USAF units based here included:
- 35th Fighter-Interceptor Group operating F-51s from 8 April 1951.
- Detachment F, 3rd Air Rescue Squadron operating Sikorsky H-5s from 19 October 1950
- 2157th Air Rescue Squadron operating Sikorsky H-19s

===Postwar===
Yeouido Air Base was closed in 1970, moved garrison to current Sinchon-ri, and named it Seoul Air Base.

The base is home to the ROKAF 15th Special Missions Wing.

The US Army's 2nd Battalion (Assault), 2nd Aviation Regiment, 2nd Infantry Division operating Sikorsky UH-60 Blackhawks is based there.

The Seoul ADEX is held biennially in this airfield.

The base is used as a VIP airfield by the President of Republic of Korea and other VIPs and heads of state.

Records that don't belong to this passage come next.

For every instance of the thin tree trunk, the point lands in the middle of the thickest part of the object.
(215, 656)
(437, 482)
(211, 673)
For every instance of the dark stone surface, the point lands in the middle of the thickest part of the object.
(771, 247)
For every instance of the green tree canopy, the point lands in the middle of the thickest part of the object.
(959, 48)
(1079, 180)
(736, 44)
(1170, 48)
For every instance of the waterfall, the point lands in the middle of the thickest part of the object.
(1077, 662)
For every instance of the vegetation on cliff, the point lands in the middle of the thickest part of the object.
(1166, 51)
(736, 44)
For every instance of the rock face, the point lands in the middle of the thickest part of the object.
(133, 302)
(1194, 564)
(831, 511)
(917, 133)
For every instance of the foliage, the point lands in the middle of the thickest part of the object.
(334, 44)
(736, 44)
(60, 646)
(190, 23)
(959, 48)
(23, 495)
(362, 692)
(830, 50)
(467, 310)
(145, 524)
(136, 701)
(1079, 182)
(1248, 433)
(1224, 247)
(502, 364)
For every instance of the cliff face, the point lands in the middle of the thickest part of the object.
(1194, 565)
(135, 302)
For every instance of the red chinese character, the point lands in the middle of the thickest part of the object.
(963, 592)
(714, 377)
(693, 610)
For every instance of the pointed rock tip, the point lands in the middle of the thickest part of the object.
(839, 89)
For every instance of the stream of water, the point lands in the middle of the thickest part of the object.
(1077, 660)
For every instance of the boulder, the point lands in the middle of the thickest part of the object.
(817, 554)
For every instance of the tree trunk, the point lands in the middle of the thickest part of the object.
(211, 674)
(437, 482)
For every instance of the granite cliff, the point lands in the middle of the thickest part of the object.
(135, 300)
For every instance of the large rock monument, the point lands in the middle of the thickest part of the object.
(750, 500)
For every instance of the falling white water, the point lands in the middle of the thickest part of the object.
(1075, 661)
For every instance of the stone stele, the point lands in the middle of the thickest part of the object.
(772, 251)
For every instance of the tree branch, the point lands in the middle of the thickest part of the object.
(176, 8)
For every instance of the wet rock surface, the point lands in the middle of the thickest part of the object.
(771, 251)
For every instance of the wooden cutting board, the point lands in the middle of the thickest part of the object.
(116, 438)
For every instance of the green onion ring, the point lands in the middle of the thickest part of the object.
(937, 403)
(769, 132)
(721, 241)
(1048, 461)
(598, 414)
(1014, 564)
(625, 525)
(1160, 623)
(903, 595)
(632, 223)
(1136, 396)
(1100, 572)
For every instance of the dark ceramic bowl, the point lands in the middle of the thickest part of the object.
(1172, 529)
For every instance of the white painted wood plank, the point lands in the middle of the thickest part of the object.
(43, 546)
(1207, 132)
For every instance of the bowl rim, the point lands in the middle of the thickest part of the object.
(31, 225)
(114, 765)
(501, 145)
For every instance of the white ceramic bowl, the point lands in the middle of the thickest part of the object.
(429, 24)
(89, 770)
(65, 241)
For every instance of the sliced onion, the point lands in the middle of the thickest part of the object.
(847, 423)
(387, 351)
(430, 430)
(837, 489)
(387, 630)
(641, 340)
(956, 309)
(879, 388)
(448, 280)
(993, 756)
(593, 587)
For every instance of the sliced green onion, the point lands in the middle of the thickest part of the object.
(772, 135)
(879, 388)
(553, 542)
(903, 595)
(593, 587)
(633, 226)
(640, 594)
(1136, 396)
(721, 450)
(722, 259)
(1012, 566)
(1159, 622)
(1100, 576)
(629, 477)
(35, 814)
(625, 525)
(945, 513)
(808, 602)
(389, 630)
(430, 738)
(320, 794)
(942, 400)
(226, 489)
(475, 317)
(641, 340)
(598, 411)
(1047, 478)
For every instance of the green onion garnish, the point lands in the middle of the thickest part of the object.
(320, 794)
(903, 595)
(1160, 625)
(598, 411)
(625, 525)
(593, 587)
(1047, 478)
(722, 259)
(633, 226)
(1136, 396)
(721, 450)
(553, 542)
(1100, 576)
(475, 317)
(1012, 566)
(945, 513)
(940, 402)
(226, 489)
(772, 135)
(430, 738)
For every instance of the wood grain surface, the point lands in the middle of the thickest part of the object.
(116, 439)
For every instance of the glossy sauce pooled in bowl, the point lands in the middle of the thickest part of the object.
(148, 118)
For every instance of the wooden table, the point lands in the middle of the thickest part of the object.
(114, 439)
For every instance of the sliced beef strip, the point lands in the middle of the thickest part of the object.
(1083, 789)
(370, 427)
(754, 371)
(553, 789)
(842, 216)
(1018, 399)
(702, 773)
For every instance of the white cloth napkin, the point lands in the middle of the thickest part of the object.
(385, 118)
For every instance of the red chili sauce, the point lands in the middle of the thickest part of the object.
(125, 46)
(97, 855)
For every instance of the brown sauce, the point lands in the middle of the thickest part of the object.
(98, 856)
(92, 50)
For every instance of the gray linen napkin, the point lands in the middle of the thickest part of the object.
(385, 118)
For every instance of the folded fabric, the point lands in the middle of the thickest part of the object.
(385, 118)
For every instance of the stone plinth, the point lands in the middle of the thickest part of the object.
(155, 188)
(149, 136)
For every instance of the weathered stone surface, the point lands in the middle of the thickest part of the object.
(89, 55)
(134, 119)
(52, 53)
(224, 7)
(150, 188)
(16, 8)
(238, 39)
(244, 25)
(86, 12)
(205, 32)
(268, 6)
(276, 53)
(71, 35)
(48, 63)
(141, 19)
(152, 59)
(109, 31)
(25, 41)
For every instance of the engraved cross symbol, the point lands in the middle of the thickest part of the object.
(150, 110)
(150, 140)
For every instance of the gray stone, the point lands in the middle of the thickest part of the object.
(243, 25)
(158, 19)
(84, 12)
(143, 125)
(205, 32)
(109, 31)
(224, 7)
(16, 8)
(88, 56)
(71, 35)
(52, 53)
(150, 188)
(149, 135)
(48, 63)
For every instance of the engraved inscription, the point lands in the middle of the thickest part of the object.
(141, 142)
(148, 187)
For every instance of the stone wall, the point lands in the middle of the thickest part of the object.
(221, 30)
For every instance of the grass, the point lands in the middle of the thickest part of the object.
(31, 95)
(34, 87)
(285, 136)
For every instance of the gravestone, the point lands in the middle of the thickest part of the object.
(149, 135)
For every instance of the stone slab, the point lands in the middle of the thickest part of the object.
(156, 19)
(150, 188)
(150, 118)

=== Construction of a Lotte World Tower ===
On the survey conducted by Sisain Press, 86% of military pilots and air traffic controllers opposed the construction of a Lotte World Tower because of a safety hazard. They were concerned that it would interfere with the flight path.
President Lee Myeong Bak (2008–2012) got the green light for a 555 m skyscraper after rebuilding the airfield to deviate from the 123-story tower in Jamsil, Seoul. The building now operates as Lotte World Tower, the tallest building in any OECD country.